Welcome to the latest edition of Investigative Roundup, highlighting some of the best investigative reporting on healthcare each week.
President’s Brother Implicated in Fraudulent Hospital Venture
Jim Biden, President Biden’s younger brother, reportedly invoked his last name — and boasted about his connections to his brother — to get business as a healthcare consultant. His main venture was the company Americore, which went bankrupt 4 years ago, and a recent Politico investigation characterized Americore as “wreaking havoc in rural communities.”
Americore bought up and ran rural hospitals, according to the story. However, investigations into those hospitals revealed major issues. For instance, in 2018, a patient died at an Americore-owned hospital in rural Kentucky after receiving substandard care for cardiac arrest. Politico also cited dwindling services and failure to pay staff — and thus, rampant staff departures — as major issues at Americore hospitals. Last year, the Securities and Exchange Commission accused one of Biden’s Americore business partners of fraud.
Politico delved into how involved Biden was in Americore’s alleged fraudulent activities and eventual downfall, and how he was connected to the other major players involved. The investigation found Biden described as an Americore “partner, “principal, and “advisor” in internal documents. Biden had a larger role in the company than previously reported, per Politico.
Plus, during Biden’s time working with Americore, Joe Biden was finishing out his time as vice president. Joe Biden wasn’t directly involved in his brother’s business but did benefit by some of his younger brother’s success, Politico wrote. For instance, one time when the younger Biden was paid hundreds of thousands of dollars by Americore, Joe Biden received a check from his younger brother that same day, also for hundreds of thousands of dollars, which bank records filed in the bankruptcy case indicate was a loan repayment.
Despite the big promises Jim Biden made about securing capital for Americore, the money didn’t ultimately come through and the Americore business model didn’t work. And healthcare professionals, patients, and rural communities suffered for it, the article stated.
Patient Died Waiting in Line for the ED
A patient died last year while waiting in line at the emergency department at a Massachusetts hospital despite telling nurses that she was struggling to breathe and her chest hurt. Her symptoms had been dismissed as anxiety by a busy nurse at Good Samaritan Medical Center in Brockton, which is about 25 miles south of Boston. An investigation from the Boston Globe republished in sister publication STAT contextualized the tragic death as part of a larger regional pattern.

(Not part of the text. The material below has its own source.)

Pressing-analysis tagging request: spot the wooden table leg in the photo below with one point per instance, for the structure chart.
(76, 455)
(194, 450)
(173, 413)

When Massachusetts health inspectors investigated the death, they found “an emergency department with recurring staffing problems that at times seemed to be in near-meltdown.” The night the patient died, there were supposed to be 19 nurses working, but in actuality, there were only eight, according to an internal staffing report. The Massachusetts Nurses Association had previously warned the state about Good Samaritan’s emergency department in both 2021 and 2022.
Across Boston, patients have died in EDs waiting to be seen, the Globe reported. Hospitals in the greater Boston area were recently deemed “Tier 3” by the state Department of Public Health, which indicates a high risk of capacity problems. Good Samaritan and other surrounding hospitals had already been Tier 3 for at least a year, in part because nearby hospitals had shuttered, contributing to the capacity crisis.

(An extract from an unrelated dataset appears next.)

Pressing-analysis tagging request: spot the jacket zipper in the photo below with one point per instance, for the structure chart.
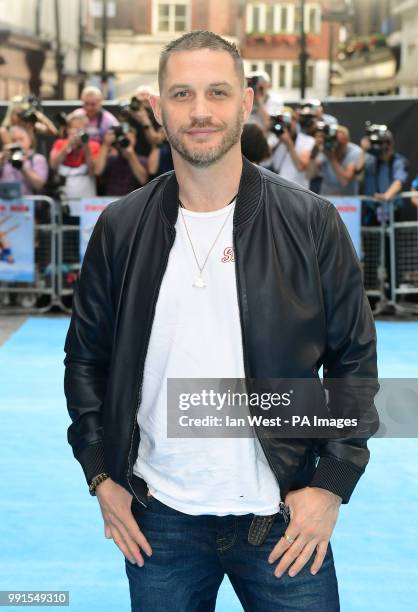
(139, 392)
(282, 505)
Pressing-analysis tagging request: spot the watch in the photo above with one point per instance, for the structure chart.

In addition to putting patients in danger, Joseph Tennyson, MD, president of the Massachusetts College of Emergency Physicians, told the Globe that these hospital circumstances are harmful to doctors and nurses, too.
“To see somebody in the waiting room that you absolutely know you need to go see, that you need to get seen right away, and there’s no way to do it — that’s injurious and it’s contributing to burnout,” Tennyson said.
Cancer Researcher’s Work Called Into Question
Sam Yoon, MD, a cancer researcher who is now chief of a cancer surgery division at Columbia University’s medical center, published extensively while climbing the academic ranks. Much of his work has been in collaboration with his junior researcher, Changhwan Yoon, PhD. In 2021, Elsevier withdrew one of Yoon’s studies on stomach cancer and didn’t post an explanation; the study is still cited by other scientists. However, a New York Times investigation detailed that Yoon’s other work has often used flawed data, too.
Sholto David, PhD, is a microbiologist based in Wales who runs a blog where he examines the literature and turns up flaws in studies, such as the research recently retracted by Dana Farber Cancer Institute. David flagged 26 of Yoon’s studies for containing suspect data.
The journal Oncotarget retracted one of those studies after the Times asked further questions about it. The Times also had two independent experts confirm that discrepancies in Yoon’s research “bore signs of manipulation, like flipped, rotated, or seemingly digitally altered images.”
For years, Yoon worked at Memorial Sloan Kettering Cancer Center, which is now investigating his studies. Springer Nature and the American Association for Cancer Research, which published many of Yoon’s studies, are also looking into the concerns.
Yoon didn’t respond to the Times‘ repeated requests for comment.